The feature image for the project PopChoice.
The feature image for the project PopChoice.
The feature image for the project PopChoice.
The feature image for the project PopChoice.

FULL-STACK WEB APP | 2025

PopChoice

An AI-powered group movie recommender — each person submits their preferences, and a RAG pipeline semantically matches them against a vector database of films before GPT selects the best picks and explains why.

JavaScript
Retrieval-Augmented Generation (RAG)
OpenAI API
Supabase
LangChain
Cloudflare Workers
OMDB API

OVERVIEW

Movie Recommender uses Retrieval-Augmented Generation to suggest films tailored to your group's collective tastes and available time. After collecting each person's preferences — favourite movies, mood, and preferred actors or directors — the app converts the aggregated input into a vector embedding and runs a semantic similarity search against a database of movie descriptions stored in Supabase pgvector. The most relevant matches are then passed to GPT, which selects the best picks and explains why each film suits the group. Movie posters are fetched from OMDB and presented in an interactive carousel. All API credentials are kept server-side via a Cloudflare Worker, so nothing sensitive ever reaches the browser.

IMPLEMENTATION

TECH STACK

Language

JavaScript

Build

Vite

AI

OpenAI API (Embeddings + GPT)

RAG

LangChain (Text Splitters)

Database

Supabase

Backend

Cloudflare Workers

APIs

OMDB API

Deployment

Cloudflare Pages

FEATURES

Group preference collection — time availability and individual tastes per member

Per-member preference survey — favourite movie, mood, and preferred actor or director

RAG-powered recommendation — semantic vector search over a Supabase pgvector movie database

GPT-generated explanation for each recommendation

Movie posters fetched and displayed via OMDB API

Interactive recommendation carousel with next and previous navigation

Cloudflare Worker backend keeping all API keys off the client

CHALLENGES & SOLUTIONS

API key exposure in client-side code

Moved all API calls — OpenAI embeddings, Supabase vector queries, and GPT inference — behind a Cloudflare Worker, so credentials never leave the server. The frontend makes a single POST to the worker endpoint and receives the finished recommendations.
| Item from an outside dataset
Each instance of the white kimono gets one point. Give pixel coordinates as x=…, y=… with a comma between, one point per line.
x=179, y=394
Keyword search being insufficient for preference matching

Implemented RAG using OpenAI's text embedding model and Supabase pgvector. User preferences are converted to a vector embedding at query time and matched against pre-embedded movie descriptions via cosine similarity — retrieving semantically relevant films even when no exact keywords overlap.
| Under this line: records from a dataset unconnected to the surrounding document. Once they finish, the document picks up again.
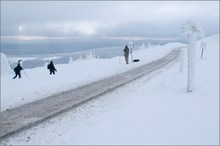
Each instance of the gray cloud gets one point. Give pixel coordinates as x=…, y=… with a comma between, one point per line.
x=107, y=18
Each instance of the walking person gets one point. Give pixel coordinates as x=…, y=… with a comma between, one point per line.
x=17, y=70
x=51, y=68
x=126, y=53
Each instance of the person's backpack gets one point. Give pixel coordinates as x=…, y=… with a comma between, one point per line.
x=48, y=66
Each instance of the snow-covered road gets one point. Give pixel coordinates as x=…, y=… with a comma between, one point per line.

Aggregating preferences from multiple users into a single query

Collected each group member's preferences individually through a multi-step survey, then serialised all responses into a single natural language query combining the group's tastes and available watch time. This single query drives the full RAG retrieval pipeline.

Unreliable GPT output format breaking carousel parsing

Enforced a structured delimiter format in the GPT prompt — `movie_name1#reason1#movie_name2#reason2...` — making the client-side parsing deterministic and resilient to natural language variation in the model's output.